Un petit quelque chose de simple et de rare fait de La Maison du sommeil l’un des très beaux romans de la rentrée. Ce quelque chose, c’est l’étonnante capacité d’introspection des personnages de Jonathan Coe, comme si tous, bon ou mauvais, avaient une véritable humanité. La Maison du sommeil s’articule autour de caractères entiers, forcément troublants, qui viennent l’un à l’autre par le truchement de leurs tourments, de leurs doutes, et du hasard. Dispersés dans une Angleterre étriquée et touchante, ils se croisent, s’aperçoivent, se catapultent parfois, se souviennent toujours. L’histoire, épurée, presque volatile, additionne les points de vue de cinq personnages jadis réunis dans la même résidence universitaire, séparés par tout ce que la vie contient d’irrévocable, et qu’un Coe un peu alchimiste veut réunir de nouveau.
Il n’y a chez Coe ni raccourci, ni caricature : ce n’est pas, semble-t-il, l’objet de son écriture. Et pourtant ce roman ressemblerait presque à un sitcom. Robert est amoureux de Sarah, mais Sarah aime Veronica. Sarah aime aussi Robert (mais autrement), Robert est incompris, et Terry se fout de lui. Mais le romancier joue avec les apparences et transforme une histoire d’étudiants convenue en course aux extrêmes. Au fil du livre, les questions s’enchaînent. Pourquoi Robert se rase-t-il les jambes ? A quel jeu bizarre joue Gregory en appuyant sur les yeux de Sarah ? Quelles seront les conséquences irréparables de la narcolepsie de Sarah ? Et qui sont-ils vraiment, tous ces gens névrosés ? Les réponses sont dans le livre, brûlantes et inattendues.

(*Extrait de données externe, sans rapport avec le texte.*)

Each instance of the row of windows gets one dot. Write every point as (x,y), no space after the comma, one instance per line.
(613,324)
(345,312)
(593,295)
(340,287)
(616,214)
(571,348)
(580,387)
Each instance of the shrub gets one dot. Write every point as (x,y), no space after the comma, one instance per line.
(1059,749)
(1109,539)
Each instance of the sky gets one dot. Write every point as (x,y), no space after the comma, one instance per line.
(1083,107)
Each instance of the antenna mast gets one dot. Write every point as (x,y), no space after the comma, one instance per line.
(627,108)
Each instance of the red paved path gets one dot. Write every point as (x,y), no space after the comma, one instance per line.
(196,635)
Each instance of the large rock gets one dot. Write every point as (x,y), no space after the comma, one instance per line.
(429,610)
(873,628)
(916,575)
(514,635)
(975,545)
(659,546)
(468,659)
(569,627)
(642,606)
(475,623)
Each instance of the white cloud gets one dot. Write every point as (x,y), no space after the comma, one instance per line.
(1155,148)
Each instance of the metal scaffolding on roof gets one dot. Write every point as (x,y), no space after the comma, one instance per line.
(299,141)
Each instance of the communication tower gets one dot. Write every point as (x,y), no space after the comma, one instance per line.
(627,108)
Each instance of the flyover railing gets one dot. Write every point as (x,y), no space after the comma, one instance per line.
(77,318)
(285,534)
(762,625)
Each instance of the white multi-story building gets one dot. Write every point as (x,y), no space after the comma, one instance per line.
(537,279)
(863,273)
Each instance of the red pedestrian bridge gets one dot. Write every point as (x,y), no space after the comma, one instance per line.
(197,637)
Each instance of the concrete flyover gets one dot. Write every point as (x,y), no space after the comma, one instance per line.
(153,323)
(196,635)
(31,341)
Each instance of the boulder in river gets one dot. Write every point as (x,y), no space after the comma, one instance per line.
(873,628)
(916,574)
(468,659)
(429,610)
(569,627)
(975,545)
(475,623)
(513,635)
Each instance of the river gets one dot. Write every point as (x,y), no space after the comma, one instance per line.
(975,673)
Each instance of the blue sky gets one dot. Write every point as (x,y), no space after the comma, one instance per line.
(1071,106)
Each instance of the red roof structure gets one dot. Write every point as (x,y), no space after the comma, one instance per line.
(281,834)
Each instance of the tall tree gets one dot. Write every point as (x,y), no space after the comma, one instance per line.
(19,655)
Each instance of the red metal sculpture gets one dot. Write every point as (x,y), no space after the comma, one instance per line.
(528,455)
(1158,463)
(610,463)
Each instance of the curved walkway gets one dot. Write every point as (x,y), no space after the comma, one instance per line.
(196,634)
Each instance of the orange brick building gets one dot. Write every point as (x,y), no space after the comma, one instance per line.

Au centre de cette histoire, il y a le sommeil. Le sommeil comme grand égalisateur des illusions, révélateur de l’ambivalence de l’échec et du succès. Le sommeil comme justicier et grand pourfendeur de mesquineries. On n’en dira pas plus. A l’extrême fin du livre, dans un étrange appendice où se jouxtent un poème, une lettre et la transcription d’un rêve, on retrouve l’un des personnages allongé sur un lit d’hôpital. Sa mère cherche un responsable : « un individu, le gouvernement, le système, que sais-je ? (…) Les médecins me disent que je me fais des idées, mais une ou deux fois j’ai cru apercevoir un tout petit sourire sur son visage, et alors je me suis demandé s’il était en train de faire de beaux rêves ». Le sommeil, nous dit Coe, ne ment jamais.